Step by step, from idea to production

The road to a complete data pipeline is long and winding. Photograph: Rodion KutsaevonUnsplash

The ai market is in a growth phase. The technology stack is maturing, and the modeling and engineering processes are taking shape. As a data scientist/engineer, this is indeed a wonderful time to ride the early wave and help create the model that others will follow for decades to come. Everyone is coming up with their own solutions to deploy their ML capabilities.

The purpose of this article is to be a walkthrough of our project processes, with a focus on the data science/engineering processes, and with a real life example straight from the oven. We want you to pick some of the technologies we use and incorporate them into your own team

The blueprint

Before we get into it, we need to talk about the process itself. There are three main layers of capability in implementing an AI project. Data science, data engineering, and front-end.

Our AI features a blueprint for the process. Images courtesy of the author.

It all starts with an idea. Someone in the company had an idea, and the spark was written down in a document, which was rewritten in plain language. The data science team compiled this document into a summary of how we dealt with the problem and implemented it. Our front end team can start creating simulation models to give our stakeholders a taste of what this abstract functionality will look like. This shortcut makes it easier to prove the effect of the feature.

The abstract is then used as the basis for interim analysis, free-form modeling, to test and prove that abstract ideas have value. Jupyter and Excel spreadsheets abound. At this stage, nothing is set in stone, and nothing is the right design, because freedom is the key to innovation when working with ML.

If the interim analysis is successful, we move to the proof-of-concept phase.

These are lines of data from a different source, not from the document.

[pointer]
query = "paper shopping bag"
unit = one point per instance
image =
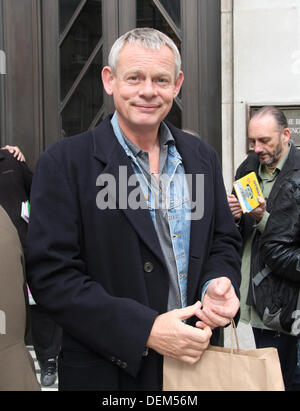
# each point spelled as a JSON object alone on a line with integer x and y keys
{"x": 226, "y": 369}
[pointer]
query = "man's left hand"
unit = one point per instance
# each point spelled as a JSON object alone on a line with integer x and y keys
{"x": 16, "y": 152}
{"x": 220, "y": 304}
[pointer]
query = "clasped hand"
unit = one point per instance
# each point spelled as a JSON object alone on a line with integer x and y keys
{"x": 172, "y": 337}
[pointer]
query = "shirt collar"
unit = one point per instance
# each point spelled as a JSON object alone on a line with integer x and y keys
{"x": 278, "y": 167}
{"x": 165, "y": 137}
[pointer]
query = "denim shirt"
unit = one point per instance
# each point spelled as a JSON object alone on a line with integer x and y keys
{"x": 175, "y": 209}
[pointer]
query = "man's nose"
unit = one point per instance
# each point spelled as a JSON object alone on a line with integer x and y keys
{"x": 147, "y": 88}
{"x": 258, "y": 148}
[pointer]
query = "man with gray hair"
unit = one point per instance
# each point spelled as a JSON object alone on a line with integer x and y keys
{"x": 123, "y": 276}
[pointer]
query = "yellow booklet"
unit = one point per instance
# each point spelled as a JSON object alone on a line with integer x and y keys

This is the first step in engineering the solution discovered in the previous phase: a code that is as close as possible to production code with proper packaging and quality. It can be thought of as a test drive of our in-pipe model, adjusting the Angle of the rearview mirrors and seats. During this process, our data engineering team began to map out how it would look in our current architecture, planning how the PoC would enter our pipeline.

With the proof-of-concept properly tested and evaluated, we let the data science team work on other projects. Now, the data engineering department will begin to integrate the PoC into the pipeline, and the front end team can use the OUTPUT of the PoC to create a real data prototype.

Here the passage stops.